Advice Communication on Marriage and Partnership in the GDR

Till Großmann (PhD Project)

Among the narratives circulating among the post-war East German public, one claim gained particular popularity: real love was only possible in the GDR, as only in the East could emotions be spared the exploitation prevalent in the West. Emancipated women and men could both engage in wage work, their equality was reputed to be secured by family law and supported by childcare institutions. This was not only a narrative of the ruling party, SED, but continued to provide the basis for the self-image of many East Germans after the GDR collapsed. But was there really a difference between how people felt in a socialist state and emotional capitalism? This project investigates East German discourses and practices on romantic love between 1945 and 1990. The changes in the ways love was conceived of and practiced reveal uniquely East German traits, influences from Western Europe and the US as well as similarities between all three. Investigating changes in the formation of the self, which were also brought about by being in love or by shifting conceptions of love, contribute to a more accurate description of why and how East Germans accepted or challenged state-socialist morality at certain points in history.

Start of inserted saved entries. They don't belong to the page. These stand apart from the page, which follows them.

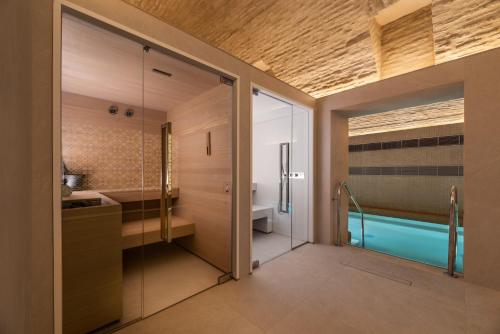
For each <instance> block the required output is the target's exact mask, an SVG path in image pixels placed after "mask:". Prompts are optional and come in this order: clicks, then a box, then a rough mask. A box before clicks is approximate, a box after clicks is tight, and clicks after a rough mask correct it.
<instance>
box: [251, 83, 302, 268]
mask: <svg viewBox="0 0 500 334" xmlns="http://www.w3.org/2000/svg"><path fill="white" fill-rule="evenodd" d="M252 115H253V122H252V125H253V130H252V137H253V139H252V147H253V149H252V150H253V151H252V161H253V162H252V178H253V190H252V194H253V216H252V224H253V248H252V250H253V252H252V253H253V256H252V260H253V261H254V265H257V264H260V263H264V262H266V261H269V260H271V259H273V258H275V257H276V256H279V255H281V254H283V253H285V252H287V251H289V250H291V249H293V248H295V247H298V246H300V245H303V244H304V243H306V242H307V241H308V234H309V230H308V228H309V164H310V157H309V111H308V110H306V109H305V108H302V107H300V106H297V105H294V104H292V103H289V102H287V101H285V100H282V99H280V98H278V97H276V96H274V95H273V94H271V93H268V92H265V91H262V90H258V89H255V90H254V96H253V112H252Z"/></svg>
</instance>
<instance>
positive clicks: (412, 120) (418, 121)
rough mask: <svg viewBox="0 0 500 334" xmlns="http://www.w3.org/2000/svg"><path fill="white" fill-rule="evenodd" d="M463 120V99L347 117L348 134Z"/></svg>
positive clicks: (441, 123)
mask: <svg viewBox="0 0 500 334" xmlns="http://www.w3.org/2000/svg"><path fill="white" fill-rule="evenodd" d="M463 122H464V99H455V100H449V101H443V102H436V103H432V104H426V105H422V106H416V107H410V108H403V109H397V110H391V111H387V112H383V113H377V114H373V115H367V116H359V117H352V118H349V136H360V135H366V134H372V133H380V132H390V131H399V130H408V129H413V128H422V127H430V126H437V125H444V124H452V123H463Z"/></svg>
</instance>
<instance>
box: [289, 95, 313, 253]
mask: <svg viewBox="0 0 500 334" xmlns="http://www.w3.org/2000/svg"><path fill="white" fill-rule="evenodd" d="M292 129H293V140H292V151H291V152H292V153H291V170H290V184H291V194H292V198H291V202H292V247H297V246H300V245H302V244H304V243H306V242H307V241H308V234H309V230H308V229H309V224H308V222H309V161H310V160H311V159H310V157H309V112H308V111H307V110H305V109H303V108H301V107H298V106H295V105H294V106H293V127H292Z"/></svg>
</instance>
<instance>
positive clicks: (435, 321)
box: [122, 244, 500, 334]
mask: <svg viewBox="0 0 500 334" xmlns="http://www.w3.org/2000/svg"><path fill="white" fill-rule="evenodd" d="M122 332H123V333H126V334H128V333H224V332H227V333H263V332H267V333H306V334H309V333H383V334H391V333H405V334H406V333H409V334H412V333H415V334H417V333H419V334H420V333H425V334H433V333H436V334H446V333H454V334H457V333H467V334H468V333H473V334H476V333H486V334H490V333H491V334H499V333H500V291H493V290H490V289H486V288H480V287H477V286H475V285H471V284H468V283H466V282H464V281H463V280H462V279H453V278H450V277H448V276H446V275H444V274H443V273H442V270H441V269H436V268H433V267H429V266H424V265H420V264H417V263H412V262H408V261H405V260H401V259H397V258H392V257H388V256H386V255H383V254H378V253H373V252H369V251H364V250H359V249H354V248H351V247H342V248H336V247H331V246H324V245H310V244H309V245H306V246H303V247H301V248H298V249H296V250H294V251H292V252H289V253H287V254H285V255H283V256H280V257H278V258H276V259H274V260H273V261H271V262H269V263H266V264H265V265H263V266H262V267H260V268H259V269H257V270H255V271H254V273H253V275H251V276H250V277H248V278H245V279H242V280H240V281H237V282H236V281H231V282H228V283H226V284H223V285H221V286H217V287H215V288H213V289H210V290H208V291H205V292H203V293H201V294H199V295H197V296H195V297H193V298H190V299H189V300H187V301H185V302H182V303H180V304H178V305H175V306H173V307H171V308H169V309H167V310H165V311H163V312H161V313H159V314H157V315H155V316H153V317H150V318H148V319H145V320H143V321H141V322H139V323H137V324H134V325H132V326H131V327H129V328H127V329H125V330H123V331H122Z"/></svg>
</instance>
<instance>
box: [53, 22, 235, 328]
mask: <svg viewBox="0 0 500 334" xmlns="http://www.w3.org/2000/svg"><path fill="white" fill-rule="evenodd" d="M61 79H62V91H61V96H62V99H61V106H62V107H61V108H62V122H61V123H62V128H61V133H62V137H61V145H62V161H61V164H62V165H63V168H62V169H63V173H62V175H61V182H62V184H63V186H62V188H63V194H62V202H61V206H62V217H61V221H62V265H63V276H62V279H63V282H62V283H63V332H64V333H87V332H99V333H101V332H102V333H107V332H110V331H113V330H116V329H117V328H120V327H122V326H126V325H127V324H130V323H132V322H135V321H137V320H140V319H143V318H145V317H148V316H150V315H152V314H155V313H157V312H159V311H161V310H163V309H165V308H167V307H169V306H171V305H174V304H176V303H178V302H181V301H183V300H185V299H187V298H189V297H191V296H193V295H195V294H197V293H199V292H201V291H204V290H206V289H208V288H210V287H213V286H215V285H218V284H221V283H223V282H225V281H227V280H228V279H230V277H231V273H232V245H233V243H232V230H233V229H232V205H233V182H232V180H233V155H234V154H233V144H232V141H233V121H232V119H233V81H232V79H231V78H229V77H226V76H224V75H223V74H222V73H217V72H214V71H211V70H208V69H207V68H205V67H202V66H201V65H197V64H191V63H187V62H185V61H184V60H183V59H180V58H179V57H177V56H175V55H172V54H170V53H167V52H166V51H165V50H162V49H160V48H155V47H154V46H150V45H144V44H143V43H139V42H136V41H134V40H131V39H129V38H127V37H124V36H122V35H120V34H118V33H114V32H111V31H109V30H107V29H104V28H102V27H101V26H97V25H94V24H92V23H90V22H89V21H87V20H85V19H82V18H80V17H76V16H73V15H70V14H68V13H65V14H63V18H62V77H61Z"/></svg>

The dissertation project integrates practice theory into a historical study of emotional accounts. It is based on documents such as published guidebooks, advice columns in magazines and letters to the editor, which contain individual readers’ responses. The project also considers advice givers’ references to art and literature as sources for a vocabulary of the self. The research includes an analysis of alternative lifestyles, documented and put into practice by dissidents, activists in Church communities, self-help circles and civil rights groups. Writing itself can be seen as an emotional practice itself. It names, communicates, mobilizes and regulates emotions. East Germans made sense of love by formulating advice or by responding to it, integrating scientific knowledge and cultural phenomena from East and West. In doing so, they strengthened, ignored or challenged the ideology of state socialism. The project seeks to inquire into a multiplicity of connected phenomena, rather than developing an overall narrative of liberalization leading up to 1990. Examining love will offer a new perspective on the self-perceptions, morals and agency of East Germans.